The towers were usually already up when I got to'em, sometimes they'd still be hanging the top sections and antennae. I slept in the shelters or in a tent inside the fence to save my per diem whenever I could. Did a bunch up in Boston, a bunch more in Cleveland and a couple of big ones in Dallas/Ft Worth.

Nobody climbed if storms or 15+ knot winds were predicted, there was plenty of inside work on those days anyway. Worst electrical shock I ever got was in a shelter in Princeton, NJ.

You should see the lightening protection on those sites, double ground halos with 00 copper wire and 8' ground rods every 12'... and still the radios get fried every once in a while. Cell sites had triple redundant systems, 3 each of every piece of electronic gear, the shelters were 20'x24'... now they're about 8'x10'.

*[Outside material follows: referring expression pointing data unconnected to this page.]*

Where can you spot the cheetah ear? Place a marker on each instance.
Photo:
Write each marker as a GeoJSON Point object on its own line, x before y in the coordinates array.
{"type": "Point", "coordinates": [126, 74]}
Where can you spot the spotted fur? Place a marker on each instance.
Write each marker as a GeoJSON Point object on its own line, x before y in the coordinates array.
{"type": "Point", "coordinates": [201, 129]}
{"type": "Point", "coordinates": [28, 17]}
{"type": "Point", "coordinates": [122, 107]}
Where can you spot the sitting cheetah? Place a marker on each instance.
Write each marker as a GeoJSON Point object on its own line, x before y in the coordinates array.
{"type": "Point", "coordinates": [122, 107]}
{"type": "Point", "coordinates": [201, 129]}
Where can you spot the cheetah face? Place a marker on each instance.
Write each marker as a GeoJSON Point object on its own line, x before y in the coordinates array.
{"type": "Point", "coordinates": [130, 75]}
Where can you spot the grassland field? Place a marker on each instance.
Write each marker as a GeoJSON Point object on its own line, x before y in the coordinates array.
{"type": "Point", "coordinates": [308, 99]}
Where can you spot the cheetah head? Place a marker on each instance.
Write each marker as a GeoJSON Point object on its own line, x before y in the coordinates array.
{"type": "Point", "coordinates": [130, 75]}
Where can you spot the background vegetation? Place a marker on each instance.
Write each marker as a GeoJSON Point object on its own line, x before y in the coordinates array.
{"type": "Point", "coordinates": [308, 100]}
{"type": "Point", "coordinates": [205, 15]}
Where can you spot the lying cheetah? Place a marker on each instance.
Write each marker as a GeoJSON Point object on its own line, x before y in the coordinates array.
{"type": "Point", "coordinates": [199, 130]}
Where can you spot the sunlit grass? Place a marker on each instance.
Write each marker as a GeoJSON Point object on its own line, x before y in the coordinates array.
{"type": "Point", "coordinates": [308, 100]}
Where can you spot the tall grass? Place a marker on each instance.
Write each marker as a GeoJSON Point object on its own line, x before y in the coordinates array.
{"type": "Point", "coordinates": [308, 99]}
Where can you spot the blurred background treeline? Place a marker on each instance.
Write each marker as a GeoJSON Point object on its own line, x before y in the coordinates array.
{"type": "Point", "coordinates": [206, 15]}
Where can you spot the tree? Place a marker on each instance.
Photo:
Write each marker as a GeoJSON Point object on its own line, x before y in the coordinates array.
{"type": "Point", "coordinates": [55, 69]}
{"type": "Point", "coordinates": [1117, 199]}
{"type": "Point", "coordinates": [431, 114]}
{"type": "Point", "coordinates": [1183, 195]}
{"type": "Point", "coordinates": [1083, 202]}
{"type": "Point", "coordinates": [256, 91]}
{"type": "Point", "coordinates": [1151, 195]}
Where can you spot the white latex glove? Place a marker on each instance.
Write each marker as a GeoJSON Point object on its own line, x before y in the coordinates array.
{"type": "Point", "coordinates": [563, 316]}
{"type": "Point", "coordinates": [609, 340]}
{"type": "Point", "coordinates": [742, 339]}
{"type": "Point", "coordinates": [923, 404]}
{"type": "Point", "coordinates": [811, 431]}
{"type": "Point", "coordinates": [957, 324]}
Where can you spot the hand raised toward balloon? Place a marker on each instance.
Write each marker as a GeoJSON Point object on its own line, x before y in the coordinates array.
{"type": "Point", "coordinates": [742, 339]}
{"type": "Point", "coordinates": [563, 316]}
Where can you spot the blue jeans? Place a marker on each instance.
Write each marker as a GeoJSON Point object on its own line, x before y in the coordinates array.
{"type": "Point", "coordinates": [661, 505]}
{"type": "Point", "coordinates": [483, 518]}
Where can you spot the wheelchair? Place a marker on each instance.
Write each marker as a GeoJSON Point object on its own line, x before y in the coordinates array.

Ice is a big deal too, below was a bad place to be when it started melting and peeling off the arrays in big chunks.
 
In 1986/87, $550/day plus ~$110 per diem (per diem varied). I had to get certified with three different telcom companies to work on their stuff but luckily that was paid for by my previous employer, UNR-Rohn ... who became my primary contractor.

It was fun work but the road got old, I'd been traveling (not as frequently) for 4-1/2 years before with Rohn. I bought my first computer somewhere in there and was already thinking of doing something else. Did a hell of a lot of rock climbing and whitewater boating, took my boat and gear everywhere... life was truly good in those days.
 
Some months ago they were extending the height on all the high voltage towers that run through town. I'd stop and watch them in the morning, it was fascinating, the crew swarming over them and walking on the lines. I talked with one of the guys, subcontractors for the electric company. He said that once you get used to it, the work was no bigee. I wondered how long it would take to get used to it.